Ya frente al poderoso secretario, Piña Olaya escuchó la orden tajante: “Mira Mariano: el candidato a presidente municipal de la capital será Pacheco Pulido. Arregla el problema”. A regañadientes Piña tuvo que apechugar. No pudo contradecir a Bartlett debido a que éste seguía órdenes del presidente Miguel de la Madrid, instrucción consistente en vigilar y ayudar a su amigo Mariano: “Encárguese usted, secretario, de que el licenciado Piña no cometa pendejadas”, pudo haber dicho el presidente de México a su colaborador Bartlett.

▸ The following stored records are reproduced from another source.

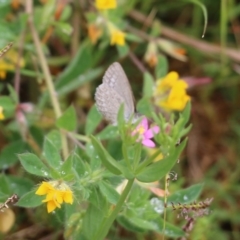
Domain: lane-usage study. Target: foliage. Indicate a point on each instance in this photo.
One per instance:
(152, 175)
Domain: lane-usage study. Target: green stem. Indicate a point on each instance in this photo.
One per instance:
(80, 137)
(125, 155)
(107, 222)
(223, 33)
(165, 205)
(46, 71)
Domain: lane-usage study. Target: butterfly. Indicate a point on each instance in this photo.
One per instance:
(114, 91)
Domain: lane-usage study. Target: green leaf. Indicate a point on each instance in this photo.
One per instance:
(170, 230)
(13, 94)
(106, 159)
(144, 107)
(78, 165)
(123, 50)
(33, 165)
(68, 120)
(187, 195)
(66, 168)
(8, 155)
(30, 200)
(51, 154)
(161, 68)
(130, 225)
(148, 84)
(109, 132)
(18, 185)
(94, 215)
(80, 80)
(109, 192)
(79, 65)
(93, 119)
(55, 137)
(157, 170)
(7, 104)
(95, 162)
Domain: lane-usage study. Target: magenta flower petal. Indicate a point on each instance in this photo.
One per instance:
(151, 132)
(144, 123)
(148, 143)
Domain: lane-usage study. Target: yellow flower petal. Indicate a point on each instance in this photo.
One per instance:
(106, 4)
(56, 193)
(117, 38)
(68, 197)
(44, 188)
(51, 206)
(3, 74)
(170, 92)
(94, 33)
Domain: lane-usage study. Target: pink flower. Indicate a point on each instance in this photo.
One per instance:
(145, 134)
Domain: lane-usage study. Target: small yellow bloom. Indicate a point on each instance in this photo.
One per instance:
(170, 92)
(106, 4)
(56, 193)
(117, 38)
(94, 33)
(151, 55)
(2, 117)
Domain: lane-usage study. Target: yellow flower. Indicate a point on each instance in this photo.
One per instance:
(2, 117)
(8, 63)
(94, 33)
(151, 55)
(170, 92)
(56, 193)
(106, 4)
(117, 37)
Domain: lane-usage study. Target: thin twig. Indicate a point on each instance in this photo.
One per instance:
(137, 62)
(200, 45)
(46, 71)
(17, 78)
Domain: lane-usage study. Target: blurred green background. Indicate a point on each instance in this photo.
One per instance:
(211, 66)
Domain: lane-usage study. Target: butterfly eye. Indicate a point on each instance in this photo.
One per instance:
(5, 49)
(114, 91)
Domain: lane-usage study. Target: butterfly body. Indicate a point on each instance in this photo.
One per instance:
(114, 91)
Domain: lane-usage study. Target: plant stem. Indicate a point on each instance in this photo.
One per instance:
(165, 205)
(47, 75)
(107, 222)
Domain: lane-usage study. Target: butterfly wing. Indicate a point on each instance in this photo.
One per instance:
(117, 80)
(108, 102)
(114, 91)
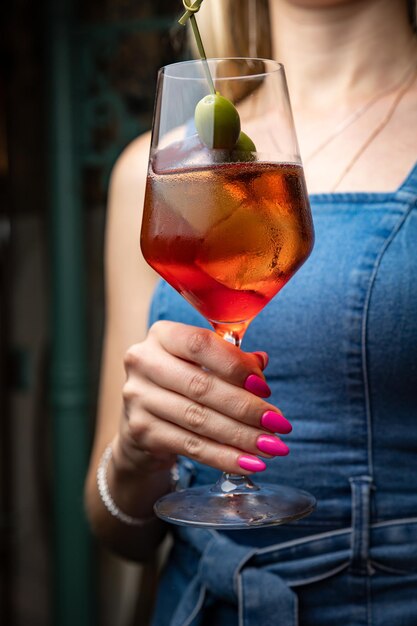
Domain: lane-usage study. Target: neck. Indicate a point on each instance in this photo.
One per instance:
(340, 55)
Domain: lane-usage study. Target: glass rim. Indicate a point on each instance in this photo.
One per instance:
(277, 67)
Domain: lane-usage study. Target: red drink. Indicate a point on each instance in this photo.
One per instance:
(227, 237)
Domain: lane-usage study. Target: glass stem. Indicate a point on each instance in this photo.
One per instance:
(233, 483)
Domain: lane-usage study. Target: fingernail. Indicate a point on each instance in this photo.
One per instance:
(263, 358)
(272, 445)
(251, 463)
(276, 422)
(256, 385)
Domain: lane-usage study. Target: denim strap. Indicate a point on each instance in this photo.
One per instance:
(225, 572)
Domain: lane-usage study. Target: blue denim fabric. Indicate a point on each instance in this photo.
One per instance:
(342, 340)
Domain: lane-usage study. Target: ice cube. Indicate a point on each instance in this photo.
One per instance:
(250, 248)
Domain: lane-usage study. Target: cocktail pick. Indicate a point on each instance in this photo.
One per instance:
(189, 14)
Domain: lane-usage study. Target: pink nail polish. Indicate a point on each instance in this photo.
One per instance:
(263, 358)
(256, 385)
(251, 463)
(272, 445)
(276, 422)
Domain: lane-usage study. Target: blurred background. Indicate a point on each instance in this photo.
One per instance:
(77, 83)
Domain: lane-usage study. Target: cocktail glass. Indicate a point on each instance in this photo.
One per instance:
(227, 227)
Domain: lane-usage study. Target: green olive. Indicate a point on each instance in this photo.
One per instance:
(244, 143)
(217, 122)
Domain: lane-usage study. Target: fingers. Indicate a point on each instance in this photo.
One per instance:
(204, 348)
(158, 438)
(149, 362)
(200, 420)
(189, 392)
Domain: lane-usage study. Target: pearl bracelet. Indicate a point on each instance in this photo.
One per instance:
(106, 498)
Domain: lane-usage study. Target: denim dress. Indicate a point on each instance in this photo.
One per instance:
(342, 341)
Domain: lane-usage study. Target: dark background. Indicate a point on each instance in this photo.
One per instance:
(77, 83)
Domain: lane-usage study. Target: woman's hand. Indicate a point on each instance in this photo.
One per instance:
(189, 392)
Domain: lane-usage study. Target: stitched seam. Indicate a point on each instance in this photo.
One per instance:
(197, 607)
(395, 522)
(368, 407)
(314, 579)
(368, 601)
(393, 570)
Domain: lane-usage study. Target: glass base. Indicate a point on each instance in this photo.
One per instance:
(235, 502)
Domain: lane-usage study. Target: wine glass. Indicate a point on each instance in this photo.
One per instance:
(227, 223)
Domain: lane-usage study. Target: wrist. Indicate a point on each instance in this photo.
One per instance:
(133, 481)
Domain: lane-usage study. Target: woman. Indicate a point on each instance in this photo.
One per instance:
(341, 362)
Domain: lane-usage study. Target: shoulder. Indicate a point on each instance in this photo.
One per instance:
(131, 166)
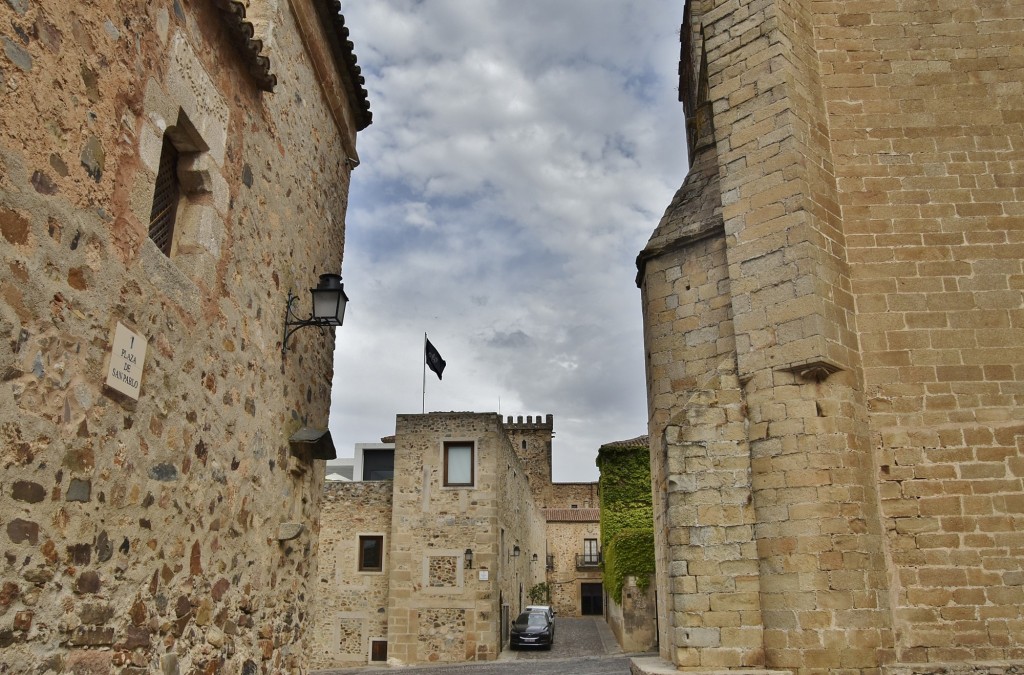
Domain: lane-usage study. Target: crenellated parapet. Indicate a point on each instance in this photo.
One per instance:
(529, 422)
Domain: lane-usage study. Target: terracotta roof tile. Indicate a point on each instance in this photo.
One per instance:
(342, 48)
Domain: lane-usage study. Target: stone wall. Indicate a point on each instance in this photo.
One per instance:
(833, 313)
(350, 605)
(634, 622)
(142, 535)
(565, 542)
(432, 525)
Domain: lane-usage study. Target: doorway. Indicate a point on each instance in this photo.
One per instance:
(591, 602)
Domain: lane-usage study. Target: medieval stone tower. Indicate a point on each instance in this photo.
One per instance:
(834, 326)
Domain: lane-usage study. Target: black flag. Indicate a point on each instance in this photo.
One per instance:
(434, 361)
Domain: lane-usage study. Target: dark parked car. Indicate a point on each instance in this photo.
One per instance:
(532, 629)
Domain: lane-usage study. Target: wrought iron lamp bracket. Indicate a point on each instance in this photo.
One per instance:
(293, 323)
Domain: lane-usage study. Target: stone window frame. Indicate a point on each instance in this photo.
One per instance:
(370, 648)
(455, 443)
(185, 107)
(358, 552)
(591, 556)
(192, 175)
(460, 572)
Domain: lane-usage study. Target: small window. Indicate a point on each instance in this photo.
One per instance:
(165, 198)
(590, 552)
(378, 464)
(459, 463)
(371, 553)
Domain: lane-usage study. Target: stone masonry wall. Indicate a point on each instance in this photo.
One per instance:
(142, 536)
(565, 541)
(350, 605)
(432, 526)
(834, 371)
(927, 128)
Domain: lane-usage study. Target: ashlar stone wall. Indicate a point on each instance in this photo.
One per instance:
(143, 536)
(833, 313)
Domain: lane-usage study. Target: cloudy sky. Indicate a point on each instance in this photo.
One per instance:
(520, 156)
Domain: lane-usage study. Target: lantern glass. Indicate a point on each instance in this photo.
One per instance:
(330, 300)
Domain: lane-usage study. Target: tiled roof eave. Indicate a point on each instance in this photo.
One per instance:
(344, 55)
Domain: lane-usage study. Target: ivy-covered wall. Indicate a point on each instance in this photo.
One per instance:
(627, 514)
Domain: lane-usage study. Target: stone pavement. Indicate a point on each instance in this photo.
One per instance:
(578, 639)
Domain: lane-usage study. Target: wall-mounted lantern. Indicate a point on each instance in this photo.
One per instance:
(329, 307)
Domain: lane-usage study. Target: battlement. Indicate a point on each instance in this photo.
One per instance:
(548, 422)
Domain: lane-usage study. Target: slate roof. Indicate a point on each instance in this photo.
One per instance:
(571, 515)
(233, 12)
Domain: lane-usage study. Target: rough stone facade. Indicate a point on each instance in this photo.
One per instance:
(834, 320)
(428, 604)
(176, 532)
(566, 532)
(350, 608)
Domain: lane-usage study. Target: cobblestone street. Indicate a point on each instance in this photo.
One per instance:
(583, 646)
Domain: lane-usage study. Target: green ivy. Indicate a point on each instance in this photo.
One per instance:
(627, 516)
(631, 553)
(540, 593)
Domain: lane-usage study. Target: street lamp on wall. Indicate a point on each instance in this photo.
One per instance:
(329, 307)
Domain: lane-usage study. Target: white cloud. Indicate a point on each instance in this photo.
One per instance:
(520, 156)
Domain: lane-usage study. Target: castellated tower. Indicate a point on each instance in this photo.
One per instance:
(531, 440)
(834, 325)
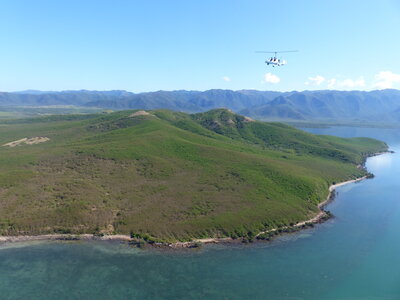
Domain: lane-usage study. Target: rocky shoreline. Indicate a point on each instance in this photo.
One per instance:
(322, 216)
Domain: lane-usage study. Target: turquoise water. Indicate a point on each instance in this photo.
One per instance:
(356, 255)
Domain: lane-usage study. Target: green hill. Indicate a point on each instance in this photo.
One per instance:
(169, 175)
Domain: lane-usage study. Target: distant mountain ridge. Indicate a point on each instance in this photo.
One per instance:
(323, 105)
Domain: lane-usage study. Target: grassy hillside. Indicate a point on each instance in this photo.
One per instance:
(169, 175)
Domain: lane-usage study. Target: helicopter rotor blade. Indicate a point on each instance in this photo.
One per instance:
(287, 51)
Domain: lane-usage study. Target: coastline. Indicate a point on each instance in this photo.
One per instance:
(320, 217)
(127, 238)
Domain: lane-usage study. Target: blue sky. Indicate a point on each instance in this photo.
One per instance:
(198, 45)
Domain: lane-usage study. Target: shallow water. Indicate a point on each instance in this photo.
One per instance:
(353, 256)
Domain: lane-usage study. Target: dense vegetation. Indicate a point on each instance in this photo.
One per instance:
(167, 175)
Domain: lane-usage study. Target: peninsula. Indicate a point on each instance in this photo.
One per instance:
(167, 176)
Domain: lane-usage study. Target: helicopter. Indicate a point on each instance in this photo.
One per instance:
(274, 61)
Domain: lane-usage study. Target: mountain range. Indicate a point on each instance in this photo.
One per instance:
(317, 106)
(166, 176)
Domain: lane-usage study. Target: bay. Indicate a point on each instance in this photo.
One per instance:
(355, 255)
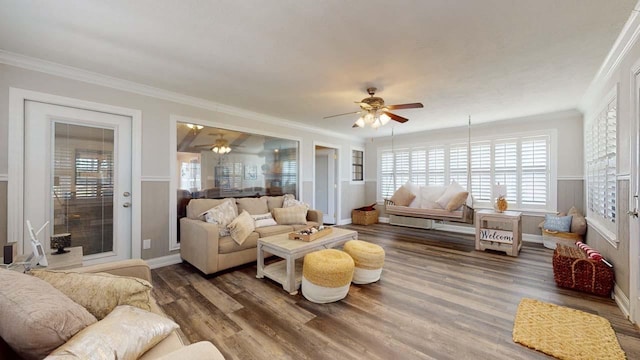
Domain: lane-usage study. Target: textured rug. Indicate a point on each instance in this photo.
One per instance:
(565, 333)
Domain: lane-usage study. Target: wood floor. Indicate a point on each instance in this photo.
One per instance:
(437, 299)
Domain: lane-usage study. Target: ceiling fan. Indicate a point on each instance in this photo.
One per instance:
(220, 146)
(375, 113)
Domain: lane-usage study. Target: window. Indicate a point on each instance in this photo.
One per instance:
(601, 159)
(522, 163)
(94, 173)
(357, 165)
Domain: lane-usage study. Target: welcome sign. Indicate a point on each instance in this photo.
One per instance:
(496, 235)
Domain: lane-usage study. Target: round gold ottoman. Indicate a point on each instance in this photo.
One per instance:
(369, 259)
(326, 275)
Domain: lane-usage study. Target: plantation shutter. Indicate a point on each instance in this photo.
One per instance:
(506, 167)
(387, 186)
(402, 170)
(436, 165)
(481, 171)
(535, 182)
(419, 167)
(458, 164)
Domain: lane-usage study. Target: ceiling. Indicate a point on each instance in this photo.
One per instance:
(301, 60)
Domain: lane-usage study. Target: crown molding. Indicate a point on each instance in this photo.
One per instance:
(69, 72)
(623, 44)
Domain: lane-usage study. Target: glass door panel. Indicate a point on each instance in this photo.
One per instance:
(82, 191)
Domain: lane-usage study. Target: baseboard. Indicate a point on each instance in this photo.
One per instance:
(622, 300)
(164, 261)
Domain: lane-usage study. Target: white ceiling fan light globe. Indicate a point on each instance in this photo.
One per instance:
(384, 119)
(368, 119)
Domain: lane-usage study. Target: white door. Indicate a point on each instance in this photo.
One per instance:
(634, 223)
(325, 184)
(77, 176)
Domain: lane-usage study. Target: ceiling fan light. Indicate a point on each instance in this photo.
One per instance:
(368, 119)
(384, 119)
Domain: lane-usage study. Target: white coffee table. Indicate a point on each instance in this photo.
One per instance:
(285, 272)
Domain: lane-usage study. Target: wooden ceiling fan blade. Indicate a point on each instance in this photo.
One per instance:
(349, 113)
(397, 118)
(405, 106)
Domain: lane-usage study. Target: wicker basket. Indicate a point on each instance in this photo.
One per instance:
(572, 269)
(551, 238)
(360, 217)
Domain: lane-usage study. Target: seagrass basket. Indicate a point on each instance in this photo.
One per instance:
(572, 269)
(362, 217)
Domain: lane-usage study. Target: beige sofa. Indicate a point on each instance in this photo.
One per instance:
(172, 347)
(202, 247)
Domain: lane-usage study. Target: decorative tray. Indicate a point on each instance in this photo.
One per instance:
(310, 234)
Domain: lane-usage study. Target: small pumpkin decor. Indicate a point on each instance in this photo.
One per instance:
(501, 204)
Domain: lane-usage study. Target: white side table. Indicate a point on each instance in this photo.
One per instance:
(499, 231)
(70, 260)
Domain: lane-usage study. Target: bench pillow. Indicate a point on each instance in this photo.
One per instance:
(403, 197)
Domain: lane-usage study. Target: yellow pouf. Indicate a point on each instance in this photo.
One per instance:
(326, 275)
(368, 258)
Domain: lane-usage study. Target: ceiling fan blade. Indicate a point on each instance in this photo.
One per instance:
(405, 106)
(397, 118)
(349, 113)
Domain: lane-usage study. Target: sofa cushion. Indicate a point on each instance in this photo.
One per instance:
(291, 215)
(457, 200)
(241, 227)
(578, 221)
(557, 223)
(274, 201)
(429, 196)
(452, 190)
(274, 230)
(99, 293)
(290, 201)
(263, 220)
(222, 214)
(197, 207)
(126, 333)
(35, 317)
(226, 245)
(253, 206)
(415, 190)
(403, 197)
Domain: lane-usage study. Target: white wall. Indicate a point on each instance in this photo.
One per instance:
(156, 124)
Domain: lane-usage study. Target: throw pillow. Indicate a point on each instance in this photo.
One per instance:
(99, 293)
(254, 206)
(403, 197)
(457, 201)
(429, 194)
(296, 215)
(452, 190)
(578, 221)
(222, 215)
(557, 223)
(264, 220)
(241, 227)
(290, 201)
(36, 318)
(274, 201)
(126, 333)
(414, 189)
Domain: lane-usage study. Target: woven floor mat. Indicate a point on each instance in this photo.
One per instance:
(565, 333)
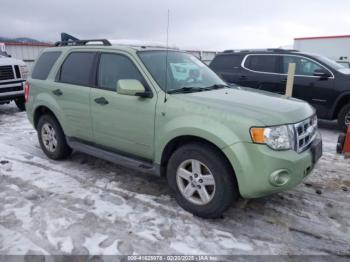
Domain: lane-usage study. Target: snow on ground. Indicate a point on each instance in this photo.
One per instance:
(85, 205)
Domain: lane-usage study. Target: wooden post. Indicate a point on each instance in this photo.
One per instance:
(290, 80)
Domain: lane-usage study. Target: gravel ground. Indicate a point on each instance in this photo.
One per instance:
(84, 205)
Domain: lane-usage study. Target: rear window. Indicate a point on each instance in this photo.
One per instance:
(224, 62)
(262, 63)
(77, 69)
(44, 65)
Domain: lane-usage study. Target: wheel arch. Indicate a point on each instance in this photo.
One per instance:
(40, 111)
(182, 140)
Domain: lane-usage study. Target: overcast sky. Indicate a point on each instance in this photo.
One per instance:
(194, 24)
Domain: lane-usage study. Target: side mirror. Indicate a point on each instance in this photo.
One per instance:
(132, 87)
(322, 73)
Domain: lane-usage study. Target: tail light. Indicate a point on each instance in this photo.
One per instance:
(26, 91)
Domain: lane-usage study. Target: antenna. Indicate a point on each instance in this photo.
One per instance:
(166, 58)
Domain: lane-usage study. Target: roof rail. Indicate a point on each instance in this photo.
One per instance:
(259, 50)
(82, 42)
(281, 50)
(69, 40)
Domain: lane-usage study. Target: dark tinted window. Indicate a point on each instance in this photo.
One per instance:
(44, 64)
(303, 66)
(114, 67)
(224, 62)
(77, 69)
(262, 63)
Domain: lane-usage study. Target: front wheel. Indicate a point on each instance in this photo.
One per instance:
(344, 117)
(52, 139)
(202, 180)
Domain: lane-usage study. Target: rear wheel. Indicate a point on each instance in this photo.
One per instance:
(202, 180)
(20, 103)
(52, 139)
(344, 117)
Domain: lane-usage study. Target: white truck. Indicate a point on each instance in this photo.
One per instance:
(13, 74)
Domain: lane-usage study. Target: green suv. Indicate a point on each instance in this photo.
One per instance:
(162, 111)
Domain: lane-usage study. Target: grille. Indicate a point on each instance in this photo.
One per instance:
(11, 89)
(305, 133)
(6, 73)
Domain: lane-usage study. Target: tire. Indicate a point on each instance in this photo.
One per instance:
(52, 139)
(20, 103)
(343, 117)
(221, 195)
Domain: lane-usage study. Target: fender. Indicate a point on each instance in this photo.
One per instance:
(208, 129)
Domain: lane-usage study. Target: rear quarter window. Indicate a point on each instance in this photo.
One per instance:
(77, 69)
(262, 63)
(225, 62)
(44, 65)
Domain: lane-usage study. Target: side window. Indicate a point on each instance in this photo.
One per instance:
(77, 69)
(114, 67)
(225, 62)
(262, 63)
(44, 65)
(304, 66)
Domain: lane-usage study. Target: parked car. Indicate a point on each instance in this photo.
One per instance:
(318, 80)
(163, 111)
(13, 73)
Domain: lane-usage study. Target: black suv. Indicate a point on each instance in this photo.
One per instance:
(318, 80)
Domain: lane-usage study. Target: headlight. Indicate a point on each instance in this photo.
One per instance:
(276, 137)
(24, 71)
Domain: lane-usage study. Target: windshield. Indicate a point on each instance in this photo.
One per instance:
(340, 68)
(184, 71)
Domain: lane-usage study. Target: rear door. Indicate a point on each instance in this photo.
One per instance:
(262, 71)
(72, 93)
(122, 123)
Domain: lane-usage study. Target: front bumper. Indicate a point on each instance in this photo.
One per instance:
(256, 167)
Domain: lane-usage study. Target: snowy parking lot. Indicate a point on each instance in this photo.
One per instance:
(84, 205)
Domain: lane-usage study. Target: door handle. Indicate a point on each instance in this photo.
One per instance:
(101, 101)
(57, 92)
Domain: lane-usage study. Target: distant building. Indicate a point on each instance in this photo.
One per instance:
(333, 47)
(28, 52)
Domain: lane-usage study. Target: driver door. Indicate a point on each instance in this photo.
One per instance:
(122, 123)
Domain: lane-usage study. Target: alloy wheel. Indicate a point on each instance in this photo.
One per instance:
(195, 182)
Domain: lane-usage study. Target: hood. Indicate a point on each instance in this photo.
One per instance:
(10, 61)
(263, 107)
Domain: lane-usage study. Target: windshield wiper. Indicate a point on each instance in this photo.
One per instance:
(187, 89)
(216, 86)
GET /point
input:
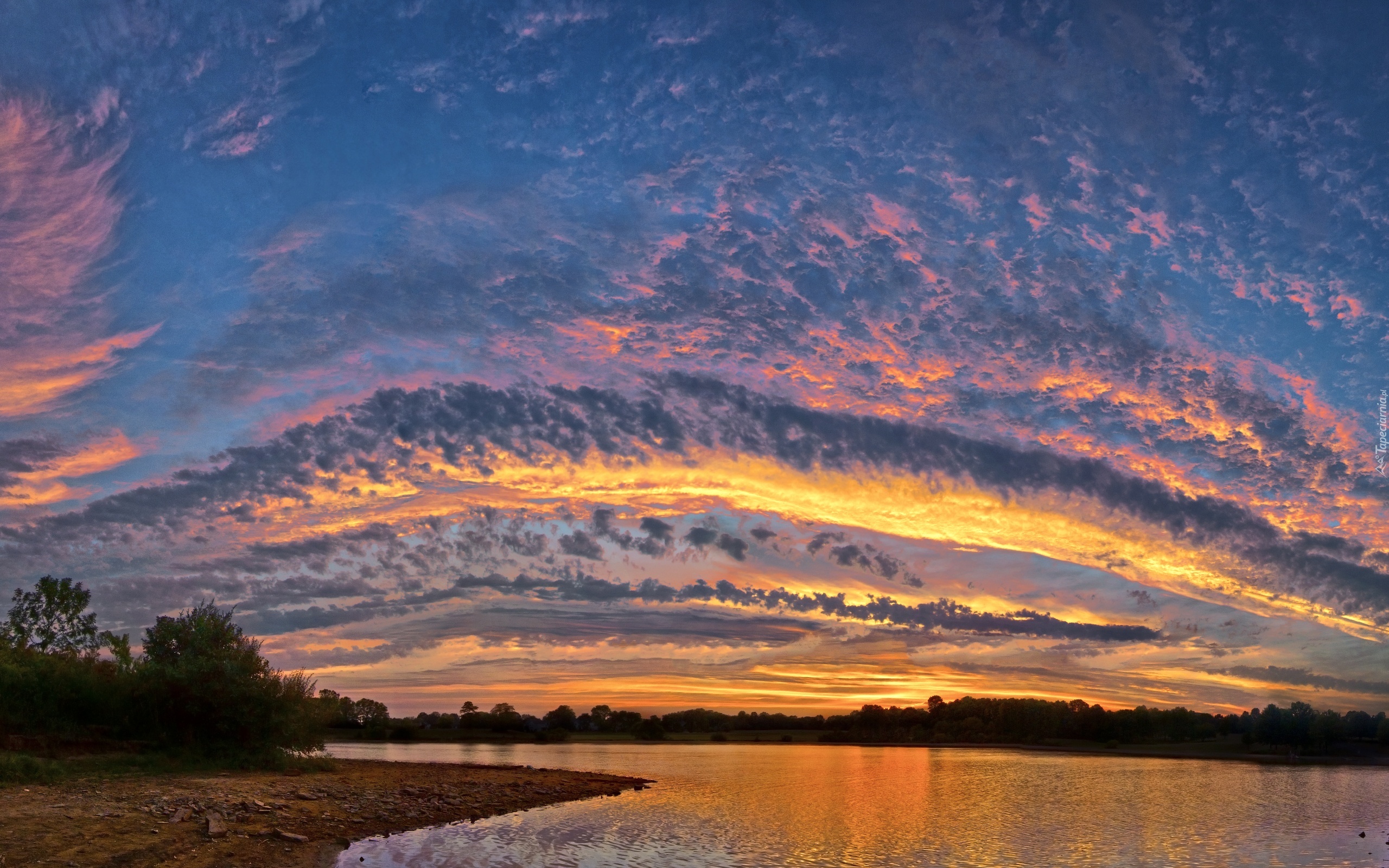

Así fue como Guillermo Pacheco Pulido llegó a la alcaldía de la capital poblana. Y lo hizo, que conste, a contrapelo ya que Mariano quería influir en la presidencia municipal para lo cual, una vez ganada la elección, impuso al tesorero: suponía que también podría manejar el presupuesto del ayuntamiento poblano. Pero le falló porque, al fin abogado y conocedor profundo de los intríngulis de la política estatal, Guillermo pudo atemperar las presiones burocráticas para llevar la fiesta en paz. Antes lo había hecho con Alfredo Toxqui, el gobernador que mostró su desacuerdo con la decisión del CEN del PRI consistente en que Guillermo fuera el dirigente del priismo estatal, hecho que ocurrió después de la diputación local que el abogado ostentó con solvencia política.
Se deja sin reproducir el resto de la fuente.